I’m interested in whether there is a double whammy so that girls don’t merely learn what activities are appropriate for girls, but also how to act, dress and behave in a feminine way and in relation to boys (and vice versa with boys, masculinity). This prompts qualitative research because of the need to consider the sense or meaning that can be read in an image and accompanying text that a quantitative content analysis cannot record. Rose notes that a quantitative content analysis finds it difficult to analyse the strength of connections, for instance prompting us to think that a more frequent occurrence is more important than something that is only seen as few times.

However, there are multiple forms of qualitative analysis that can help make sense of the meanings of images, so I will turn to my go-to visual methods guides to help choose an analysis method.

Rose’s Visual Methodologies (3rd ed, Sage) introduces a number of forms of visual analysis and examines how they are done and with what sort of research question and what sort of images you can use them with. There is some element of comparison between the methods although it cannot of course tell me exactly which method I should use! I gravitated towards three of the chapters: on Semiotics, on Discourse Analysis (concerned with texts), on Discourse Analysis (concerned with social institutions).

Semiotics might seem to make sense in analysing images and symbols that create meaning about gender. However, as it is represented by Rose, I found semiotics to be weighed-down by jargon, to focus on case studies that might not be representative.
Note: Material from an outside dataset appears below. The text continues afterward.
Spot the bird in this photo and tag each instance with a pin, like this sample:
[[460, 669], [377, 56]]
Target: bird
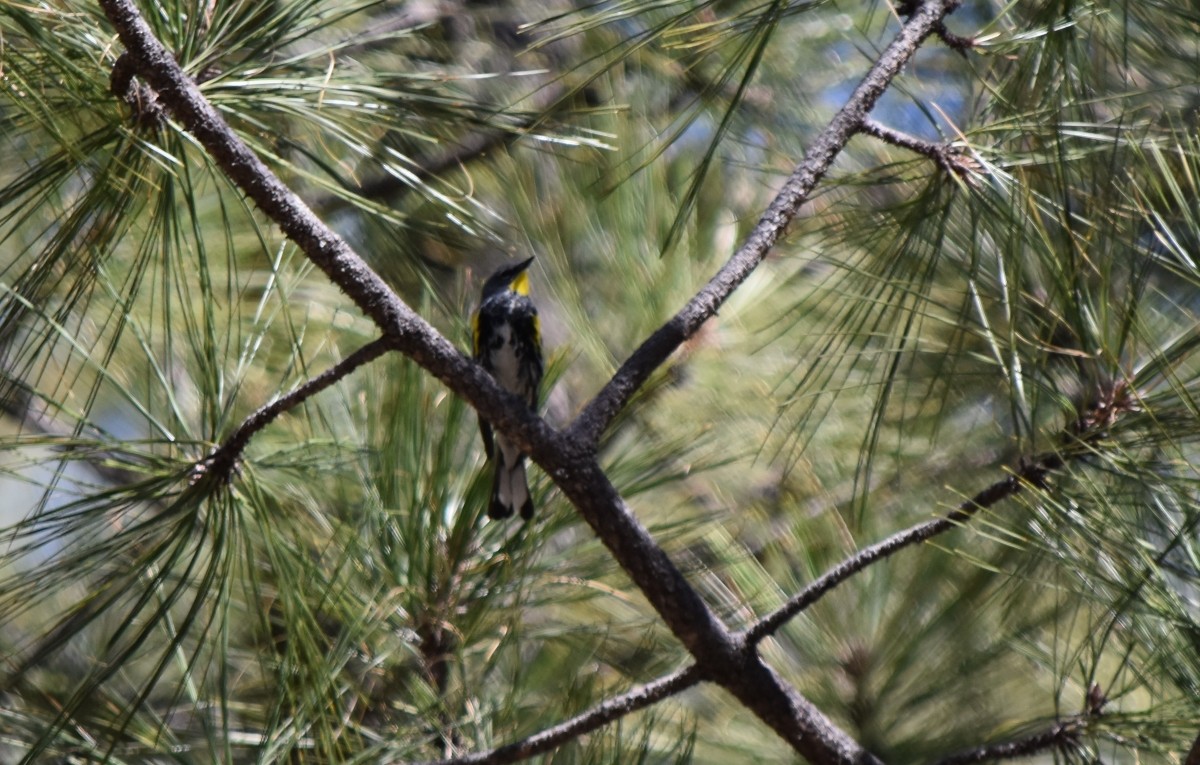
[[507, 339]]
On the other hand, discourse analysis, in the Foucauldian sense (according to Rose), pays attention to the social construction and consequence of difference. Discourse ‘refers to groups of statements that structure the way a thing is thought, and the way we act on the basis of that thinking’ (Rose, 2013, p. 190). Discourse can be articulated though a variety of means or media, so intertextuality is important – that is, meanings depend on other texts too. By implementing discourse analysis, we could investigate the reproduction of the social institution and practice of gender. Hence, examination is possible of the construction of masculinities and femininities, and how they related to one another, in order to create more nuanced understanding of gender relations, subject positioning and the gendered body.

One lead researcher read through all six books and created written notes of the overt and covert stories told in the images; that is, the discourses reproduced in the images. For instance, characterisation; setting (such as contemporary, historical or imaginary); and juxtaposition of male and female characters were noted for individual images, and further observation of the overall discourses in each book.